CSMK : La loi prévaut en l’occurrence. Elle oblige l’Etat à faire faire par les architectes maliens tout ce qui est conception, équipe architecturale et issue des travaux. Donc, automatiquement, en vertu de ce cadre de loi, tous les contrats financés par le budget national sont exécutés par des Maliens. A ce niveau, l’Etat constitue le plus grand client des architectes du Mali. L’Etat est obligé, à travers les appels d’offre, de choisir les nationaux.
Les Echos : Combien gagne un architecte par contrat ? Quel pourcentage sur le montant global ?
CSMK : A l’image d’autres professions libérales, comme les ingénieurs-conseils, les urbanistes et les géomètres, il est réservé un barème pour l’architecte. Normalement, ce barème est réglementé selon les normes de la propriété intellectuelle. Malheureusement, ce barème n’est pas appliqué tel quel. Dans les faits, présentement, le pourcentage dépend de la concession des travaux, de la durée, mais aussi de la zone d’intervention. Les prestations de l’architecte vont de 5% à 10%.
Les Echos : Quelles sont les difficultés qui pèsent sur les architectes au Mali ?
CSMK : Nos difficultés sont endogènes et exogènes. Le plus gros client des architectes, c’est l’Etat. Donc, nous sommes actuellement les premiers à être frappés par la situation de sanctions sous-régionales qui prévaut, c’est-à-dire l’embargo. Les architectes souffrent à cause du fait que beaucoup de grands projets sont en stand-by. En dehors de cela, il y a la concurrence déloyale avec la complicité de certains de nos confrères qui s’adonnent à des signatures de complaisance, comme je l’ai décrit plus haut. Il y a aussi les services techniques de l’Etat qui, à travers un arrêté, font désormais eux-mêmes des grands projets en lieu et place des professionnels qui pourtant paient des impôts. Il y a également le faible investissement dans le BTP. De plus, la chaîne de production des matériaux de construction est loin d’être maîtrisée. 24 heures après les sanctions de la CÉDÉAO, les prix du ciment ont flambé ; cela a beaucoup joué sur les chantiers. En plus de la cherté, les matériels n’étaient pas disponibles sur le marché.
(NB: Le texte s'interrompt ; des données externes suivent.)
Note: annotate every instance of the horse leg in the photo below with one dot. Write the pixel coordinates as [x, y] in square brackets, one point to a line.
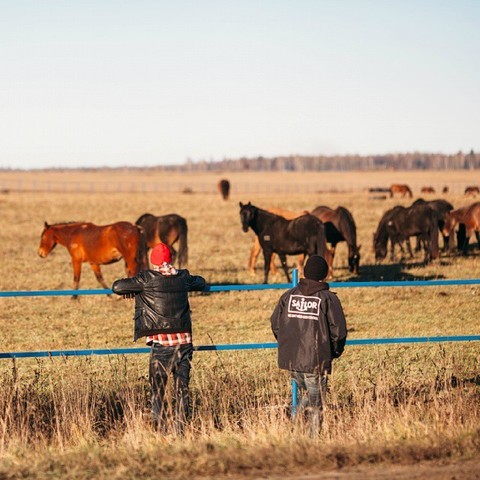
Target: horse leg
[409, 247]
[254, 255]
[283, 259]
[267, 257]
[392, 249]
[301, 263]
[98, 274]
[468, 232]
[77, 270]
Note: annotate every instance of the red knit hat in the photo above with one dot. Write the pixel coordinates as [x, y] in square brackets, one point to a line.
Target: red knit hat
[160, 254]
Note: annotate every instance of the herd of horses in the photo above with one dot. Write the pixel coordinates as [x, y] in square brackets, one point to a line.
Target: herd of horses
[319, 231]
[278, 232]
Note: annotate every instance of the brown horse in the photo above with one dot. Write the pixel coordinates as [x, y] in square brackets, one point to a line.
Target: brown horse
[168, 229]
[97, 245]
[223, 187]
[256, 249]
[400, 189]
[340, 227]
[468, 216]
[472, 191]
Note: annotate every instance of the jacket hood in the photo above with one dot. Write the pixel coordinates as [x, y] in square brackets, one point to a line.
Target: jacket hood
[309, 287]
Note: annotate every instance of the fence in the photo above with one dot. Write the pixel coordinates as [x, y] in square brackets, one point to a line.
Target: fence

Le 1er mars, l’Ordre des architectes a eu 33 ans. 33 ans, vous dis-je ! Or, notre loi n’a pas évolué. On a souhaité relire les textes qui régissent notre métier. Mais, on n’a pas pu. En 2016, on a bénéficié d’une ouverture de l’UEMAO qui devait être transposée au plus tard le 31 décembre 2020 ; mais, jusqu’à présent, cette transposition est en cours. Nous souhaitons incessamment que ce texte passe en Conseil des ministres parce qu’il permet d’adapter nos textes aux standards internationaux. Autre problème : tous les architectes sont centrés à Bamako alors que nous sommes au service des populations. Il va falloir qu’on occupe le reste du territoire national.
Les Echos : A moyen terme, quelles sont les perspectives du métier d’architecte au Mali ?
CSMK : On a le réchauffement climatique, c’est-à-dire tout ce qui est écologique. Déjà, nous sommes dans un pays où il fait traditionnellement chaud. Les gens ont donc de plus en plus de la peine à vivre à l’intérieur du bâtiment alors que l’énergie est très faible. Les architectes maliens doivent réfléchir pour qu’on ait des modèles adaptés au climat chaud. Et ce n’est pas sorcier ! Il suffit de travailler avec les matériaux locaux. Nous devons aussi réfléchir avec l’Etat pour voir comment le logement peut être abordable. Certes, chacun au sein de la population ne peut pas avoir un toit en son nom. Mais, chacun doit être logé.